In my blog last week, I talked a little about our efforts to improve how citations are handled. This week, I want to talk about this in some more detail. I’ve been participating on a few projects to improve how citations and references to legal citations are handled.
Let’s start by looking at the need. Have you noticed how difficult it is to lookup many citations found in legislation published on the web? Quite often, there is no link associated with the citation. You’re left to do your own legwork if you want to lookup that citation – which probably means you’ll take the author’s word for it and not bother to follow the citation. Sometimes, if you’re lucky, you will find a link (or reference) associated with the citation. It will point to a location, chosen by the author, that contains a copy of the legal text being referenced.

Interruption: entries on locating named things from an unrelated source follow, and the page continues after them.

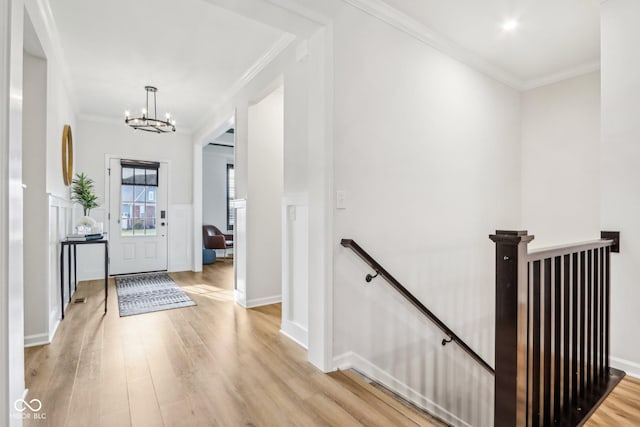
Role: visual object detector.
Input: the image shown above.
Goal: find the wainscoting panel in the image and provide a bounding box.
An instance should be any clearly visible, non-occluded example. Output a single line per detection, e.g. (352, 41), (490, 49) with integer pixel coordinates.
(281, 193), (309, 348)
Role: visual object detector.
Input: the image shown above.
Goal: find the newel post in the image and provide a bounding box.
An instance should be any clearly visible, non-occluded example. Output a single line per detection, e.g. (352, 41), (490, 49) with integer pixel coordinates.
(489, 230), (533, 427)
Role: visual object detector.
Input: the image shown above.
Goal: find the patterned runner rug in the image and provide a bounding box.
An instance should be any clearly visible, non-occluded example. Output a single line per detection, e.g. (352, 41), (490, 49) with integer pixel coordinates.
(116, 273), (196, 317)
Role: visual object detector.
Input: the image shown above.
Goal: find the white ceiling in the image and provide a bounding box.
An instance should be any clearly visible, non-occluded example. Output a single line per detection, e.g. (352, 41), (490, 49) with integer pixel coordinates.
(51, 0), (286, 130)
(384, 0), (600, 87)
(50, 0), (600, 131)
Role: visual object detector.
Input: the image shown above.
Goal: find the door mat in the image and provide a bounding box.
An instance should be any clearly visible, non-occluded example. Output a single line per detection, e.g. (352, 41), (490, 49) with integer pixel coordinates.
(116, 273), (196, 317)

What’s the problem with these references?
- If you take a look at the reference, chances are it’s a crufty URL containing all sorts of gibberish that’s either difficult or impossible to interpret. The URL reflects the current implementation of the data provider. It’s not intended to be meaningful. It follows no common conventions for how to describe a legal provision.

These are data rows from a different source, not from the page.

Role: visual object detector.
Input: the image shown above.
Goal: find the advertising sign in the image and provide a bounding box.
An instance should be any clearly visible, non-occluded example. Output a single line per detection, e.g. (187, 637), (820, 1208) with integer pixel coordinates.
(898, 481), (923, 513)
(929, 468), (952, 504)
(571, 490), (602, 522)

- Wait a few years and try and follow that link again. Chances are, that link will now be broken. The data provider may have redesigned their site or it might not even exist anymore. You’re left with a meaningless link that points to nowhere.

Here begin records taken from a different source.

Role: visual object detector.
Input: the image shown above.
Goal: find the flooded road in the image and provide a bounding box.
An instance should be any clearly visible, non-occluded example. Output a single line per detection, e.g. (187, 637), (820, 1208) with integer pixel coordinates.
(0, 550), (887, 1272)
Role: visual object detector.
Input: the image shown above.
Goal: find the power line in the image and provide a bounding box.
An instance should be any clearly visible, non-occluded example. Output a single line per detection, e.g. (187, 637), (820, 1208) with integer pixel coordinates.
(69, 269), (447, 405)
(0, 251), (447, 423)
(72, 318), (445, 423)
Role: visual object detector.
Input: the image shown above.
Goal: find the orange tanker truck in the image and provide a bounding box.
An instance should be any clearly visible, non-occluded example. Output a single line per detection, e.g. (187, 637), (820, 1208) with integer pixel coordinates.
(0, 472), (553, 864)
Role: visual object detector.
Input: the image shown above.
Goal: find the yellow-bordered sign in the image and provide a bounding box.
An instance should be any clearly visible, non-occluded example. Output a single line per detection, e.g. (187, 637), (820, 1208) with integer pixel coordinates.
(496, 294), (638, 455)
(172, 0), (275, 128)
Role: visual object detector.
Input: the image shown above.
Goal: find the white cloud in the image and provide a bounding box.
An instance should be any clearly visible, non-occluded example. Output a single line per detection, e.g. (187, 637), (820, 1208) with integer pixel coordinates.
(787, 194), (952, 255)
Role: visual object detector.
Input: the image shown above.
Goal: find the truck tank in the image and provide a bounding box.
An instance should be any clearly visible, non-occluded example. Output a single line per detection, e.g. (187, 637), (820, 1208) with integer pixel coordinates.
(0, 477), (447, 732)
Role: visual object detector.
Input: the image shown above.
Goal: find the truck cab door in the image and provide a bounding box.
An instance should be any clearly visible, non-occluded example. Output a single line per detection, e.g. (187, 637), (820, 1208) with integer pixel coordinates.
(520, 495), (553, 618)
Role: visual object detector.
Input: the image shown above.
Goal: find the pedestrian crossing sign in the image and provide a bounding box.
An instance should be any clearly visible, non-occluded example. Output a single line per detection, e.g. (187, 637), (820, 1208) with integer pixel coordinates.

- Even if the data does exist, what’s the quality of the data at the other end of the link. Is the text official text, a copy, or even a derivative of the official text? Has the provision been amended? Has it been renumbered? Has it been repealed? What version of that provision are you looking at now? These questions are all hard to answer.
- When you retrieve the data, what format does it come in? Is it a PDF? What if you want the underlying XML? If that is available, how do you get it?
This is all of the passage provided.